We would encourage organisations to adopt a holistic approach to cyber security including people, processes and technology, and use the clear interest in cyber to promote awareness amongst staff.
Skills and training
Digital skills gaps provide a barrier to adoption according to 68 per cent of respondents.
For many CIOs, figuring out the answer as to where to invest in skills can be challenging. The IT industry is constantly morphing with skills that were readily available a month ago being in short supply today. There is a clear move within the public sector towards user-centred design, Agile and data analytics, and it is perhaps not surprising that these figure large in terms of skills gaps in the survey.
In our experience an added complication is the disparity in salaries between IT staff in the public and private sector. There is a fear factor of training people up only for them to get a better paid job elsewhere.
Beyond the IT team, digital skills for the entire workforce need to be considered and addressed. One respondent suggested that there is a need for a standardised set of digital skills for all staff while another pointed to the need for more structured programmes to support upskilling.
Investment in skills, for both the IT team and wider workforce, needs to be linked to the organisation’s IT Strategy. Once an organisation has established what it wants to achieve, it can then establish a plan, including the volume and type of skills required. This will typically be a mix of in-house and outsourced resource dependent upon the nature of the project. Many public sector clients we work with are training staff up as scrum masters and in Agile more generally due to the volume of projects using this approach.
‘On the job’ training continues to be the most important means through which civil servants acquire the digital skills they need to perform their job effectively (64 per cent).
Given the pervasiveness of technology in the workplace and at home, a potential working assumption is that all staff have, or will acquire on the job, the digital skills they need. This a potentially dangerous assumption. There are still many people within the workplace who are uncomfortable with technology. If they have not been given the right support and training, the risk is that they will become less effective in the workplace and the benefits of the organisation’s investment in technology will not be fully realised.
- Involve HR professionals in skills analysis, including the digital skills required for the entire workforce as well as the more specific skills for the IT team. The principles behind training needs analysis are still as relevant as they ever were: identifying people’s current skill levels and any gaps is crucial to IT benefits delivery.
- Embed a structured training programme based on the skills analysis.

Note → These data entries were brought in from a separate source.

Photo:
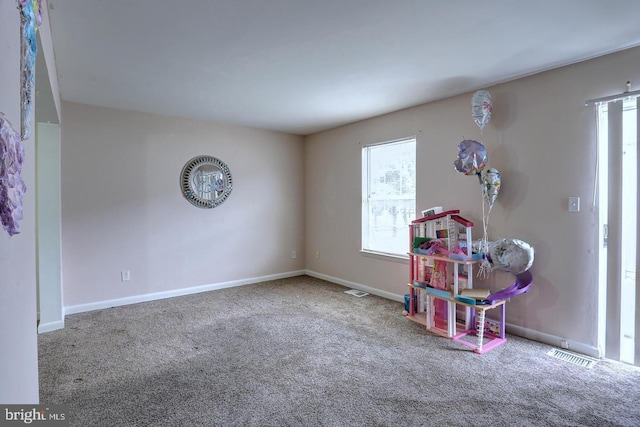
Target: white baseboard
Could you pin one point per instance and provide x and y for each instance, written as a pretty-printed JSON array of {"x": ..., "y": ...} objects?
[
  {"x": 574, "y": 346},
  {"x": 542, "y": 337},
  {"x": 50, "y": 326},
  {"x": 80, "y": 308},
  {"x": 358, "y": 286}
]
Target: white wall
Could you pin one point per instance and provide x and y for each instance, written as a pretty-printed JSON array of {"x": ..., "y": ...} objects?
[
  {"x": 542, "y": 140},
  {"x": 122, "y": 208},
  {"x": 48, "y": 223},
  {"x": 18, "y": 348}
]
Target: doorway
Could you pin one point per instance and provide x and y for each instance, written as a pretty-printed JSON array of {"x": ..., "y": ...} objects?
[{"x": 619, "y": 328}]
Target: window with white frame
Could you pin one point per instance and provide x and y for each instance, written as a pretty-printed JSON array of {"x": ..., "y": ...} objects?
[{"x": 388, "y": 195}]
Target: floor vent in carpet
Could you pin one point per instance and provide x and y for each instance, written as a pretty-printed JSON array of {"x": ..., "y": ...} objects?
[
  {"x": 356, "y": 293},
  {"x": 576, "y": 359}
]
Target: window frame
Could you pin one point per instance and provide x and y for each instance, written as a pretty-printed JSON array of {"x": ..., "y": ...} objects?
[{"x": 365, "y": 246}]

- Consider partnerships with universities, local employers and trusted suppliers. Some of the skills needed in the public sector can be accessed in small bites. For example, skills necessary with particular new technologies do not require long-term continuity of resource. External resources can deliver pace, capability and, with larger suppliers, an element of risk transfer that justifies the higher cost in the short and medium term.
- In-house academies and training programmes can be used to upskill the existing workforce. Well-designed programmes can have a big impact on culture and levels of buy-in. Delivering programmes or partial programmes via e-learning will be time efficient and help to keep skills up-to-date.
- Civil servants appreciate the potential of technology developments in supporting their work.
- The more ‘mainstream’ technology developments are the focus for exploration and adoption.
- Whilst online interaction with citizens is seen as crucial for the majority, less than half have explored this area.
- Lack of budget, perceived high costs, and skills shortages are the top barriers to technology adoption.
- Only 19 per cent feel that their organisation is in line or ahead of private sector organisations when asked about technology adoption.
- Cyber is well accepted as a present risk however almost half are not sure or not confident of their organisation’s ability to deal with a cyber-attack.
- Skills gaps exist and there is an over-reliance on learning digital skills ‘on the job’.